Suppression of the FOXM1 transcriptional program via novel small molecule inhibition

The transcription factor FOXM1 binds to sequence-specific motifs on DNA (C/TAAACA) through its DNA binding domain (DBD), and activates proliferation- and differentiation-associated genes. Aberrant overexpression of FOXM1 is a key feature in oncogenesis and progression of many human cancers. Herein we identify novel inhibitors of FOXM1 that block DNA binding from a high-throughput screen applied to a library of 54,211 small molecules. One compound, FDI-6 (NCGC00099374) is studied in depth and is shown to bind directly to FOXM1 protein, displace the transcription factor from genomic targets in MCF-7 breast cancer cells, and induce concomitant transcriptional down-regulation.
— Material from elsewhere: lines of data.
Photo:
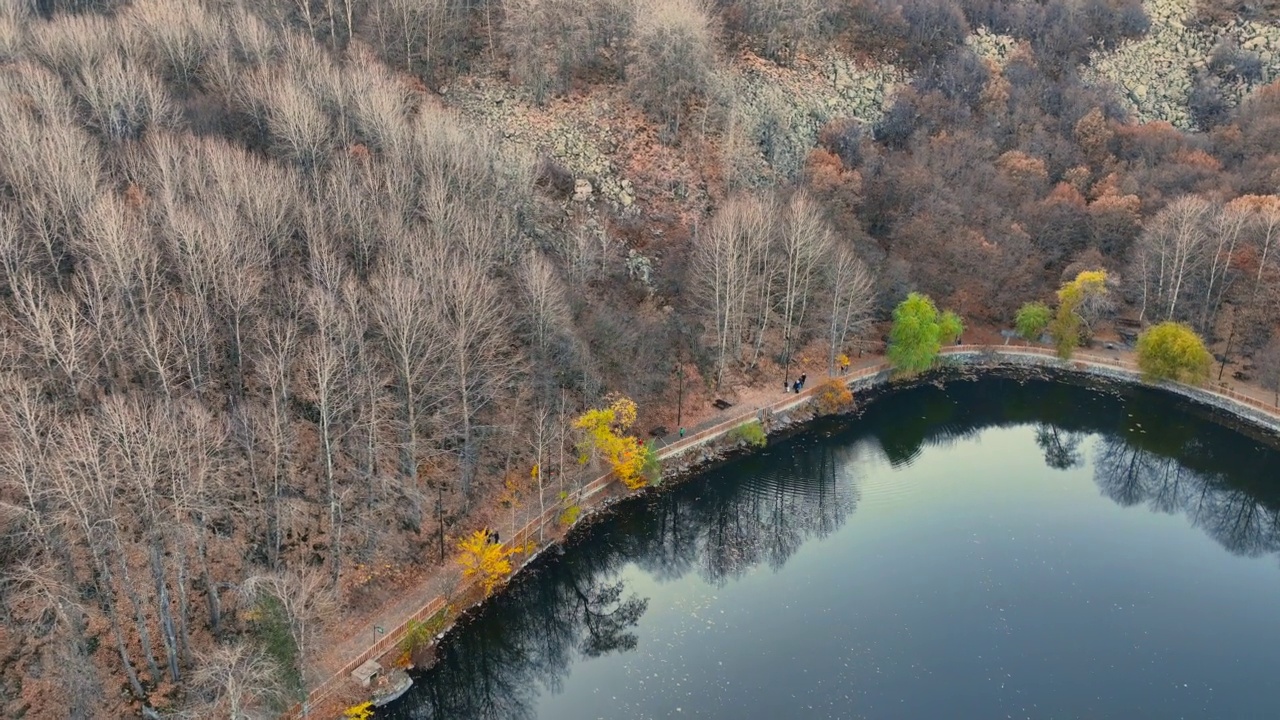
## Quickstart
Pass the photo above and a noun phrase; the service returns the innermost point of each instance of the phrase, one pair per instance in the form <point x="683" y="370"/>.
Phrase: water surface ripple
<point x="996" y="548"/>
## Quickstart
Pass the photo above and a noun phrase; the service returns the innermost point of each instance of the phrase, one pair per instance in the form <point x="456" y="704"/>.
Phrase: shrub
<point x="1173" y="351"/>
<point x="750" y="433"/>
<point x="419" y="633"/>
<point x="1032" y="319"/>
<point x="673" y="60"/>
<point x="918" y="333"/>
<point x="833" y="396"/>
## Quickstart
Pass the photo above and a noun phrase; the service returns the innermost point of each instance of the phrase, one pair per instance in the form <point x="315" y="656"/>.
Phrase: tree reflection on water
<point x="1146" y="449"/>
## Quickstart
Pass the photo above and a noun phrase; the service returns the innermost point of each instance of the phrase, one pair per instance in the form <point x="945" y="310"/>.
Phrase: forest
<point x="293" y="292"/>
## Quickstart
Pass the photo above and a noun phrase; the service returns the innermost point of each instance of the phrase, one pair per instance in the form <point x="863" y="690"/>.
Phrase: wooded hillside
<point x="293" y="290"/>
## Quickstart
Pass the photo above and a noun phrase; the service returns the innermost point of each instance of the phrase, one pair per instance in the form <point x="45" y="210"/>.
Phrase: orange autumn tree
<point x="604" y="432"/>
<point x="488" y="560"/>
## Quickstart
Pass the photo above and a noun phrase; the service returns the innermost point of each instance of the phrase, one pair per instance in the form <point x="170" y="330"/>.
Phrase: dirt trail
<point x="359" y="634"/>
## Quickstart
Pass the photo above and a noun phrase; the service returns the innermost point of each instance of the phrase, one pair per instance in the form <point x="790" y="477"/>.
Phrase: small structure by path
<point x="429" y="596"/>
Global transcript profiling of MCF-7 cells by RNA-seq shows that FDI-6 specifically down regulates FOXM1-activated genes with FOXM1 occupancy confirmed by ChIP-seq. This small molecule mediated effect is selective for FOXM1-controlled genes with no effect on genes regulated by homologous forkhead family factors. Overall design: 12 samples, 100 single-ended RNAseq libraries: 3 replicates for untreated (0 hours); 3 replicates for 3 hours treatment; 3 replicates for 6 hours treatment; 3 replicates for 9 hours treatment. Treatment: compound FDI-6 inhibiting binding of FOXM-1 to DNA.